841/A XXVI. GP

Eingebracht am 27.05.2019
Dieser Text wurde elektronisch übermittelt. Abweichungen vom Original sind möglich.

Antrag


der Abgeordneten Dr. Irmgard Griss, Kolleginnen und Kollegen

betreffend ein Bundesgesetz, mit dem das Bundesgesetz über die Haftung der Gebietskörperschaften und der sonstigen Körperschaften und Anstalten des öffentlichen Rechts für in Vollziehung der Gesetze zugefügte Schäden (Amtshaftungsgesetz – AHG) geändert wird

 

Der Nationalrat wolle beschließen:

Bundesgesetz, mit dem das  Bundesgesetz über die Haftung der Gebietskörperschaften und der sonstigen Körperschaften und Anstalten des öffentlichen Rechts für in Vollziehung der Gesetze zugefügte Schäden (Amtshaftungsgesetz – AHG) geändert wird

 

Der Nationalrat hat beschlossen:

Das  Bundesgesetz über die Haftung der Gebietskörperschaften und der sonstigen Körperschaften und Anstalten des öffentlichen Rechts für in Vollziehung der Gesetze zugefügte Schäden (Amtshaftungsgesetz – AHG), BGBl. Nr. 20/1949 idF BGBl. I Nr. 194/1999 zuletzt geändert durch das Bundesgesetz BGBl. I Nr. BGBl. I Nr. 122/2013, wird wie folgt geändert:

 

Nach § 6 wird folgender neuer § 6a samt Überschrift eingefügt:

" § 6a Subsidiäre Zuständigkeit des Rechnungshofes bei Rückersatzansprüchen

(1) Unbeschadet der Zuständigkeit des Rechtsträgers gemäß § 1 Abs 3 kann der Rechnungshof diese Zuständigkeit zur Geltendmachung eines Rückersatzanspruches nach diesem Bundesgesetz an sich ziehen, sofern der Rechtsträger

1.    ihn darum schriftlich ersucht, den Rückersatzanspruch gegen das Organ geltend zu machen, oder

2.    den Rückersatzanspruch gegen das Organ nicht binnen 3 Monaten nach Beginn der Verjährungsfrist gemäß § 6 Abs 2 geltend macht und die Geltendmachung durch den Rechtsträger nicht zu erwarten ist.

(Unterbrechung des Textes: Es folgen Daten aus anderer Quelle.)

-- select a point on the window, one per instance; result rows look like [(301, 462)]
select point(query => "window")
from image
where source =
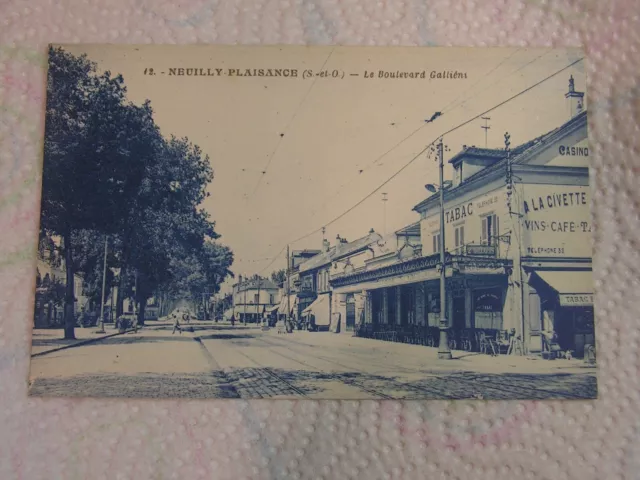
[(457, 175), (436, 242), (459, 236), (490, 229)]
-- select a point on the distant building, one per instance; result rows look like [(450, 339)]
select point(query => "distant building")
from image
[(253, 298), (518, 251), (49, 303), (315, 300)]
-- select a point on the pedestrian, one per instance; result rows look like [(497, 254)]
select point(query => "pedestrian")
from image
[(176, 325)]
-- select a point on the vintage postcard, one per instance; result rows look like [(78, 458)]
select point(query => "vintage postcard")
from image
[(314, 222)]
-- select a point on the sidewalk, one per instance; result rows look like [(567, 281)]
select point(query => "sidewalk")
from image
[(45, 340), (426, 358)]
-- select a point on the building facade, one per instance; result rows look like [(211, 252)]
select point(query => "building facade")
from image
[(517, 247), (253, 298)]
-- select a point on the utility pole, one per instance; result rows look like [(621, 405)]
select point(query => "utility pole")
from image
[(258, 306), (288, 286), (384, 214), (244, 319), (104, 282), (444, 352), (517, 233), (486, 128)]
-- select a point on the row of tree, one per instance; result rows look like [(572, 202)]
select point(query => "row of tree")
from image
[(109, 174)]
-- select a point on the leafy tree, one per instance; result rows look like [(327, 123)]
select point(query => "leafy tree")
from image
[(93, 156)]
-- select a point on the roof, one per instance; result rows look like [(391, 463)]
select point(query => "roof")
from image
[(305, 252), (340, 250), (478, 152), (318, 261), (413, 229), (517, 154), (254, 284)]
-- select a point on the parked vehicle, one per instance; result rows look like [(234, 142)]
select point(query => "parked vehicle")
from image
[(126, 321)]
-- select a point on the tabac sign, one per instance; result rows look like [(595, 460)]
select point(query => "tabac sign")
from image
[(556, 221), (576, 300)]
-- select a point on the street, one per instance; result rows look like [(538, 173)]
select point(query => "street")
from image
[(221, 361)]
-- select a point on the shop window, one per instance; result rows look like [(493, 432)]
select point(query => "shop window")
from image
[(459, 236), (488, 308), (436, 242), (490, 229)]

(2) Für das Verfahren gelten die übrigen Bestimmungen dieses Bundesgesetzes sinngemäß. Anstelle des Rechtsträgers tritt ab dem Zeitpunkt der schriftlichen Zuständigkeitserklärung des Rechnungshofes gegenüber dem Rechtsträger dieser in das Verfahren ein und kann in Bezug auf dieses Verfahren alle Rückersatzansprüche des Rechtsträgers gegen das Organ wirksam geltend machen. Ab Zuständigkeitserklärung des Rechnungshofes kann der Rechtsträger nicht mehr wirksam über die Rückersatzansprüche verfügen.

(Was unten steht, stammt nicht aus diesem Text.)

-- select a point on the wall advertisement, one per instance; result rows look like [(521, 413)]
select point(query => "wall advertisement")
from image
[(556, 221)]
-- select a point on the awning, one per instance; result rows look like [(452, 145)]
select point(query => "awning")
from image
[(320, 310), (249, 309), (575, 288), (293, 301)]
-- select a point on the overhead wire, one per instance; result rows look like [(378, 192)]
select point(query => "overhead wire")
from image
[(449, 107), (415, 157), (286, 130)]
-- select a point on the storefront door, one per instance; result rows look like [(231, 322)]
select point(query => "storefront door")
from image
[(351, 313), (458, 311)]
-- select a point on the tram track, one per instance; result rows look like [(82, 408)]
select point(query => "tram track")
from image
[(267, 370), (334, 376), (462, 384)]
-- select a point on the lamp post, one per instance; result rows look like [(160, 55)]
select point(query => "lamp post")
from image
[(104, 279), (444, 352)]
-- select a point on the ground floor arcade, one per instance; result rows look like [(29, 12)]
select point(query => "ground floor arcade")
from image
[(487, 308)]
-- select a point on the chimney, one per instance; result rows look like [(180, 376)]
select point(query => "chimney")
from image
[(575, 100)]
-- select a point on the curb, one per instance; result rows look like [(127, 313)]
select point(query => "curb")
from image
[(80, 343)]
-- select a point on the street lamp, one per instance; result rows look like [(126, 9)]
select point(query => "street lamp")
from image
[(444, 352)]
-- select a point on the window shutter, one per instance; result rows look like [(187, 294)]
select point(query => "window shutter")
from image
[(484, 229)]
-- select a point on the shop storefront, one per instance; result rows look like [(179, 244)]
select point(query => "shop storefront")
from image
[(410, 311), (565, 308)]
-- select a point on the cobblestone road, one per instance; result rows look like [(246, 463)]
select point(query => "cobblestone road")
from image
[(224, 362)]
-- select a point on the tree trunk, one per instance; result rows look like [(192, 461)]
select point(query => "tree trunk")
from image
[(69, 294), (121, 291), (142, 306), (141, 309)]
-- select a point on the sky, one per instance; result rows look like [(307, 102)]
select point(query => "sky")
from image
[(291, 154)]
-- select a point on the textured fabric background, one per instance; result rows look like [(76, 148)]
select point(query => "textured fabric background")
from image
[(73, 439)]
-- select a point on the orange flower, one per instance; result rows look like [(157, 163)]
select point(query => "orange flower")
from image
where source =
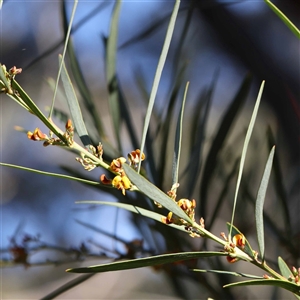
[(116, 165), (231, 259), (121, 183), (239, 240), (37, 135), (135, 157), (105, 180)]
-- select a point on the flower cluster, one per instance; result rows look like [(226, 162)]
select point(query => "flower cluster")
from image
[(135, 157), (239, 241), (188, 207), (121, 181), (68, 135)]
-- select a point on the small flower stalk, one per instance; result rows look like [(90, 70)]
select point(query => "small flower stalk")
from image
[(121, 181), (135, 157)]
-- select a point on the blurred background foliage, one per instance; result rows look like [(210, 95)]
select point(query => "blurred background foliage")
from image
[(225, 49)]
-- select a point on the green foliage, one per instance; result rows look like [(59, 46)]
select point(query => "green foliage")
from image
[(178, 216)]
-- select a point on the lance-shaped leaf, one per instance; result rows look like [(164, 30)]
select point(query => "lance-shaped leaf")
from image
[(158, 73), (244, 151), (247, 249), (178, 136), (111, 75), (284, 18), (151, 191), (134, 209), (284, 269), (259, 205), (146, 262), (74, 105), (238, 274), (274, 282)]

(3) Der Rechnungshof hat den Rechtsträger in Bezug auf das Verfahren zu hören.

(4) Der Rechnungshof bleibt ab seiner Zuständigkeitserklärung an diese gebunden und kann nicht mehr von der Verfahrensführung zurücktreten bis das Verfahren rechtskräftig erledigt ist.

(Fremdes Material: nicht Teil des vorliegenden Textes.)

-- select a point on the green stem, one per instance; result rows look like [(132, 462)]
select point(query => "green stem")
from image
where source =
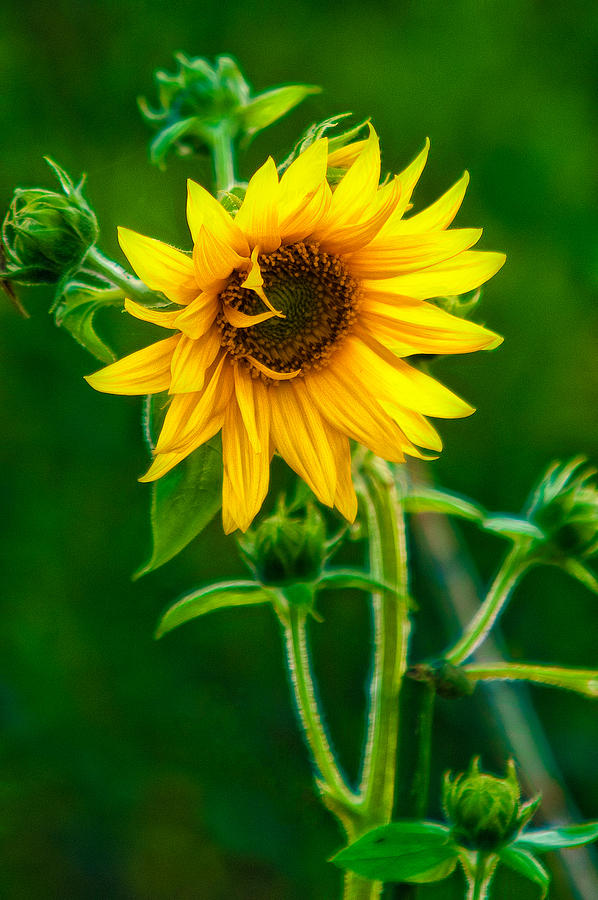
[(584, 681), (223, 158), (513, 567), (332, 783), (131, 287)]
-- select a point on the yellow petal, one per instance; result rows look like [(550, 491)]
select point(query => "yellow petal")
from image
[(302, 181), (199, 315), (203, 209), (191, 360), (214, 259), (344, 157), (254, 281), (258, 216), (349, 238), (186, 422), (453, 276), (240, 319), (436, 217), (345, 498), (247, 470), (164, 318), (386, 257), (356, 190), (300, 436), (272, 373), (146, 371), (423, 329), (246, 388), (351, 410), (397, 381), (160, 266)]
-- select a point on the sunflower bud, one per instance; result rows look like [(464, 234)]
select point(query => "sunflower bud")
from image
[(45, 234), (564, 506), (201, 102), (485, 811), (284, 549)]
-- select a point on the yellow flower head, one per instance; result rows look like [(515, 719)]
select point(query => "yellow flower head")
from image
[(293, 320)]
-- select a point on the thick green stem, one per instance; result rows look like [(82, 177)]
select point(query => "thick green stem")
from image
[(332, 782), (513, 567), (131, 287), (223, 158)]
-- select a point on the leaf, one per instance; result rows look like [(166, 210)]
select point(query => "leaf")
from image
[(559, 838), (164, 140), (75, 311), (266, 108), (184, 502), (425, 499), (349, 578), (512, 527), (527, 865), (402, 851), (207, 599)]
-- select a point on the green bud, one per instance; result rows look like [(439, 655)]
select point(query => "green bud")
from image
[(200, 102), (485, 811), (285, 549), (564, 506), (45, 234)]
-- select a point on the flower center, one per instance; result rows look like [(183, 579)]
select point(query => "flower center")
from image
[(317, 296)]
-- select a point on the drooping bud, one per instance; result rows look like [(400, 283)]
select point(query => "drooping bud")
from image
[(46, 234), (201, 102), (485, 811), (286, 549), (564, 506)]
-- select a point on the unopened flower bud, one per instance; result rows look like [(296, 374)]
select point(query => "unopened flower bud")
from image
[(285, 549), (45, 234), (483, 810)]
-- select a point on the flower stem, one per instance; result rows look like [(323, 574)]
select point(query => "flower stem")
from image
[(116, 275), (513, 567), (223, 158), (332, 783)]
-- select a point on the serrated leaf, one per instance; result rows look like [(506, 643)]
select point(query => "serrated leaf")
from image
[(164, 140), (559, 838), (427, 499), (527, 865), (215, 596), (512, 527), (402, 851), (266, 108), (349, 578), (184, 502)]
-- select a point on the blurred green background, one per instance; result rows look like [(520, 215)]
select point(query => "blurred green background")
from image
[(134, 769)]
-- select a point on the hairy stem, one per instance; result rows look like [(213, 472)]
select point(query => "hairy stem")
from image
[(513, 567)]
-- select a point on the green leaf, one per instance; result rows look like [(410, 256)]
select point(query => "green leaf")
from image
[(512, 527), (215, 596), (76, 310), (164, 140), (527, 865), (184, 502), (559, 838), (349, 578), (266, 108), (426, 499), (402, 851)]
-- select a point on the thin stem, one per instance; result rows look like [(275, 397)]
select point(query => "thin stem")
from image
[(513, 567), (223, 158), (333, 782), (116, 275), (584, 681)]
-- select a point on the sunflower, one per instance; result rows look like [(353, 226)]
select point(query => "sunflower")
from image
[(291, 324)]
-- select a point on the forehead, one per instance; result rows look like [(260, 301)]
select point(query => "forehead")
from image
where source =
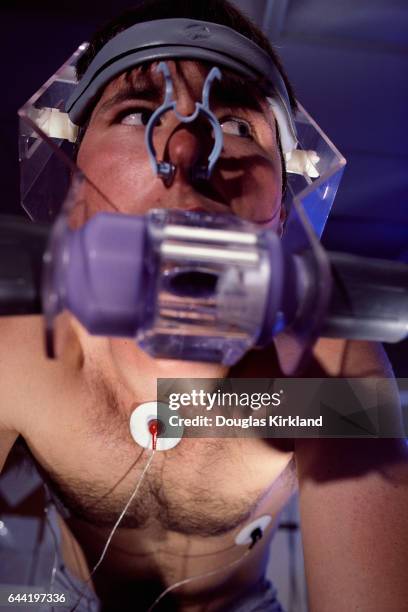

(5) Der Rechnungshof hat das Recht auf Einschau in sämtliche Unterlagen und Schriftstücke des Rechtsträgers, die zur Führung des Verfahrens notwendig sind. Dieses Recht steht dem Rechnungshof bereits vor Zuständigkeitserklärung zu. Im Übrigen gelten die §§ 3 bis 5 des Rechnungshofgesetzes sinngemäß."

Begründung

Politikerhaftung im AHG

Allgemeiner Teil:

Politiker_innen sind vom Vertrauen der Wähler_innen abhängig und werden anhand ihrer Arbeitshaltung und ihrer Leistungen entweder im Amt bestätigt oder abgewählt. Allerdings kommt es immer wieder zu Vorfällen, in denen Spitzenpolitiker_innen aufgrund grober Vernachlässigung ihrer Pflichten Entscheidungen treffen, die finanzielle Schäden und Nachwirkungen über Generationen bewirken.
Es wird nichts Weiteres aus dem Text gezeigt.